The switch From Windows Phone to Android and why I'm afraid to jump ship
As an avid Windows Phone user for more than two years now, I'd like to start with a statement you might not see a lot around here. I love Windows Phone. I've been tied in with the Microsoft ecosystem for years, now, and the platform simply has everything I need. It's got Xbox Music, Xbox Live and Smartglass, Office editing (not that this gets a lot of use), Skydrive integration, and I'm still in love with the People Hub. The visual aesthetic also appeals to me in a way neither iOS nor Android do, though the stock version of the latter is very rapidly catching up.
Here's the problem, though - it's time for an upgrade. I've stayed, begrudgingly at best, with Sprint for ten years, now. I know that both AT&T and Verizon are better carriers in nearly every respect - they both have better LTE coverage and speeds that absolutely blow Sprint's out of the water. I'm also well aware that Sprint's selection of devices is relatively tame, but the point that kills me is that they have no current Windows Phone 8 devices. Worse yet, both the HTC Tiara and whatever Samsung device they decide to bring to market look inadmissibly subpar. The Ativ's cheap plastic body and uninspired design, combined with the WVGA display and 1.2GHz dual core of the Tiara make for two devices that should have been released more than a year and a half ago. The only things keeping me with Sprint at the moment are the pricing and unlimited data, the former being the real selling point.
My experience with Android is relatively limited. I briefly owned an Optimus S, a phone I very quickly discarded after I realized I couldn't deal with an entry level Android phone the way I'd hoped I could. I wonder now how I even convinced myself to buy it, as I knew very well how mediocre a device it was before I purchased it.
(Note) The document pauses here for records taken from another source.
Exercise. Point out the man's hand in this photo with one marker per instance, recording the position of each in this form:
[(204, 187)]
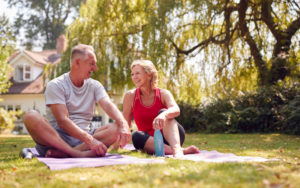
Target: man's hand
[(98, 147), (125, 134)]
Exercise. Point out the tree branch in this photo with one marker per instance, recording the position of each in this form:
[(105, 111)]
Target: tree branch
[(267, 18), (259, 62)]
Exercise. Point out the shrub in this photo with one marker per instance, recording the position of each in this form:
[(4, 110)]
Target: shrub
[(7, 119), (269, 109)]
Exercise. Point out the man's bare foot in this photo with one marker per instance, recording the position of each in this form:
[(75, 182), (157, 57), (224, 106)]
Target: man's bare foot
[(56, 154), (191, 150)]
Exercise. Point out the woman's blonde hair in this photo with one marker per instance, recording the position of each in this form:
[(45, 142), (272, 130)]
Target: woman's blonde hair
[(149, 68)]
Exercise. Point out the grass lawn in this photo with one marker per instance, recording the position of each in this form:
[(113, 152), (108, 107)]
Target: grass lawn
[(17, 172)]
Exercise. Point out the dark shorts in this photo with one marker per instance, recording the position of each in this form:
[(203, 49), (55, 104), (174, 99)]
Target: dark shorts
[(65, 136)]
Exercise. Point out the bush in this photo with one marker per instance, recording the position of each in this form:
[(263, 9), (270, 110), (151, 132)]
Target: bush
[(7, 119), (270, 109)]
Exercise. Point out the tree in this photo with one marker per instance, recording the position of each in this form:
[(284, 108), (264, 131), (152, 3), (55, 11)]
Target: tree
[(43, 20), (7, 41), (226, 39)]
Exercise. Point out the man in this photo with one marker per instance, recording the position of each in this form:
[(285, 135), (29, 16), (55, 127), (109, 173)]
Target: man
[(70, 101)]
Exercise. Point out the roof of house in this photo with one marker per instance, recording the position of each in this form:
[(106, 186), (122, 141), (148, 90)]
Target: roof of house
[(43, 57), (34, 87)]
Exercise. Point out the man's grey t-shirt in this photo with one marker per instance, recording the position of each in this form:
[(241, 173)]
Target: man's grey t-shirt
[(80, 101)]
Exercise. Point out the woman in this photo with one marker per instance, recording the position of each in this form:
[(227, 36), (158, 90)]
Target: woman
[(153, 108)]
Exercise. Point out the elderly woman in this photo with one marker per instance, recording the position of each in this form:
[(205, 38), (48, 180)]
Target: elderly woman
[(153, 108)]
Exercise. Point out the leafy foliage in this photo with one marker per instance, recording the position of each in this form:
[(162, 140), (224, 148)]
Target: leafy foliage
[(7, 119), (6, 48), (270, 109), (43, 20), (229, 41)]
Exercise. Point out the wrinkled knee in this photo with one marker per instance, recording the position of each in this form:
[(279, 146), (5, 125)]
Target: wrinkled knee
[(139, 139), (113, 130), (30, 116)]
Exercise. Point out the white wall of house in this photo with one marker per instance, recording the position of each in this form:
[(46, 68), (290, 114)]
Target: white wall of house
[(35, 69), (25, 102)]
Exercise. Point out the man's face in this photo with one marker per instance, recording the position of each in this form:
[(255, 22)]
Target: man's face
[(88, 65)]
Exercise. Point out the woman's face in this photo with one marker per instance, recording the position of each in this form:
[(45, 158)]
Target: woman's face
[(139, 76)]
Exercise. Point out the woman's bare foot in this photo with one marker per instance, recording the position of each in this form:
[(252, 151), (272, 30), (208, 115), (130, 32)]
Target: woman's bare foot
[(191, 150), (56, 154)]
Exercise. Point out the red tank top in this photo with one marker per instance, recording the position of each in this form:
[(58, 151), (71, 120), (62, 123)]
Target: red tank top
[(144, 115)]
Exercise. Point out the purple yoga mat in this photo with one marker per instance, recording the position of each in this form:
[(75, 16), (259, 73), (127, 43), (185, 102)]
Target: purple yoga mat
[(115, 159), (109, 159)]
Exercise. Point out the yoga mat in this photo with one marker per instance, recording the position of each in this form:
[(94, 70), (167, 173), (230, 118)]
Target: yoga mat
[(109, 159)]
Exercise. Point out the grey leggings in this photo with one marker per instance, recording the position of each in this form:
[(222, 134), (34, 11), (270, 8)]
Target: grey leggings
[(139, 138)]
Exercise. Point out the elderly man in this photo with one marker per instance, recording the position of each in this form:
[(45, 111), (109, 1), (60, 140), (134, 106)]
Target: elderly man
[(70, 101)]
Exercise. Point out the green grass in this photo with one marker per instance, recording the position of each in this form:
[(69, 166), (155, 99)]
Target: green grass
[(17, 172)]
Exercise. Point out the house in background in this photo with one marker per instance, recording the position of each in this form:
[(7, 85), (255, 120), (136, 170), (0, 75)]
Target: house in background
[(27, 89)]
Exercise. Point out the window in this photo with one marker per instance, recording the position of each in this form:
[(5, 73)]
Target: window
[(10, 107), (23, 73)]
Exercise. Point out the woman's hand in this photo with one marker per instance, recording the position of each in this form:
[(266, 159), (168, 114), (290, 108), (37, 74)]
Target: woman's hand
[(159, 122)]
Then came along the Nexus 7. It was incredible. Everything about the device just screamed "yes!" to me. It was the perfect size for a tablet, it was stock and promised the latest version of Android, and most important, it was blazing fast. And then there was Google Now, a service that I now wonder how I got along without. I was in love, and for the first time in a year and a half, I questioned my allegiance to Windows Phone.
I don't know exactly when it happened, but just like many of the others I've seen complaining, my Nexus 7 just stopped being fast. Actually, it stopped being useable, almost entirely. Instead of the fantastically zippy little tablet I'd been carrying around before, I now feel like I'm stuck with a sort of junky, cheap device that I just don't like using. Google Now takes 10-15 seconds to get started, the keyboard chugs along at molasses pace, and it locks up on me daily.
Now that it's time to upgrade, I've got my eyes on the HTC One. The One is gorgeous hardware, it's got an incredible screen, and from what I've seen, it's fast. Really fast. In fact, it's got pretty much everything I'd want in a phone.
Except it's Android.
I'm so afraid of buying the device, loving it for six months, and then hating it for the rest of my two year contract. I know that one can generally expect some slowdown over time with a device, but I have to say, my more than two year old midrange WP7 device now feels faster than my year old Nexus 7. Is it just something to be expected of Android, for a device to descend, rapidly or not, into a pit of slow, bogged down uselessness? Is my future HTC One doomed to fall into the same category of frustrating to use devices that my Nexus 7 now resides in?